The new Honda Clarity fuel-cell vehicle returns the best total mileage of any zero-emissions vehicle on the road today.
Set to launch later in the year, Honda has just made official the total range figure for its new Clarity fuel-cell vehicle. With an EPA rating of 366 miles (589 kilometers) on a single tank, and a fuel economy equivalency rating of 69 mpg city/67 highway/68 combined, Honda claims the title of the “best [range] of any zero-emission vehicle.”
The five-passenger Clarity FCV sedan will begin selling in the U.S. towards the end of 2016 at 12 approved dealerships located in select California markets. The network range includes cities like Los Angeles, San Francisco, and Sacramento, as well as the surrounding areas, building on the growing fuel cell infrastructure in the area.
“The zero-emissions family road trip is no longer science fiction,” says Steve Center, vice president of the Environmental Business Development Office at American Honda Motor Co. “Not only does the Clarity Fuel Cell fit five passengers and refuel in three to five minutes, if offers customers a driving range on par with gasoline-powered cars.”
Comparatively, the Clarity FCV range is superior to already existing zero-emissions competitors; a 51-mile (82-kilometer) range difference over the top-trim Tesla Model S P100D (315 miles/506 kilometers), a 54-mile (86-kilometer) range difference over the Toyota Mirai FCV (321 miles/516 kilometers), and an impressive 128-mile (205-kilometer) range difference over the newly-introduced Chevrolet Bolt (238 miles/383 kilometers).
Included along with an impressive range will be features like Honda Sensing technology, Apple CarPlay, and Android Auto, just to name a few.
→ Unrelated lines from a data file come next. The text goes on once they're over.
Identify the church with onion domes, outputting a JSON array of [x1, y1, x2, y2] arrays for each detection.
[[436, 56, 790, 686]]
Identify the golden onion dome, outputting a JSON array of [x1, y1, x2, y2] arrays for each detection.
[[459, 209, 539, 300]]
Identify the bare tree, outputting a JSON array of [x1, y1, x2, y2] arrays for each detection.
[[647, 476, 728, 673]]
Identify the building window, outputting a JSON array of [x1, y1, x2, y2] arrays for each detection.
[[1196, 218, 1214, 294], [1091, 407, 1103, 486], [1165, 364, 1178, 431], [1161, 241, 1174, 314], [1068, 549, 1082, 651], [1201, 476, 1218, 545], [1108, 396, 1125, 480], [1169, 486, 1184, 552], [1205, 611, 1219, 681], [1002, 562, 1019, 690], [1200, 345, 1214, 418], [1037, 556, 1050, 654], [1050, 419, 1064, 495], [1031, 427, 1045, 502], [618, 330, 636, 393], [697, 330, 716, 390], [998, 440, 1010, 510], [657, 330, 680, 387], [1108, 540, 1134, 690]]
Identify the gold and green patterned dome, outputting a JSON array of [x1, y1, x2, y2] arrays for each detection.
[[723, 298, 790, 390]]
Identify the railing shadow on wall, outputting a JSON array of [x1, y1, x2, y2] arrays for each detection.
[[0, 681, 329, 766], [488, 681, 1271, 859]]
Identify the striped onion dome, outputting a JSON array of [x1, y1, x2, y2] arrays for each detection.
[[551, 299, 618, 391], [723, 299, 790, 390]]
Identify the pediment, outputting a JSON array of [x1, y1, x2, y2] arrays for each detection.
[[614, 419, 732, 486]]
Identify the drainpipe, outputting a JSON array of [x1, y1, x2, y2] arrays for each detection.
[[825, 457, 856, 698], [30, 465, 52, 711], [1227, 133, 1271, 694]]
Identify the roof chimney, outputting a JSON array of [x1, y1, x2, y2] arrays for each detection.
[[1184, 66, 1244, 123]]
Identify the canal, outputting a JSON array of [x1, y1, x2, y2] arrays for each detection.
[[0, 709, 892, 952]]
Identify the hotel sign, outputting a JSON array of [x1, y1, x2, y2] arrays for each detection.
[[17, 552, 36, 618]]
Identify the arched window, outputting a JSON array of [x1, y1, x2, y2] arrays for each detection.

No official word on pricing has been given, but expect the Clarity to retail for around $60,000 (€55,000) in the U.S., and lease for around $500 (€459) per month, a similar price tag to the already-on-sale Mirai fuel-cell vehicle ($57,500/$499 per month).
The Clarity FCV is just one of many vehicles set to be introduced by the company in the next few years in an effort to reduce 50 percent of its C02 emissions on a global basis by 2050.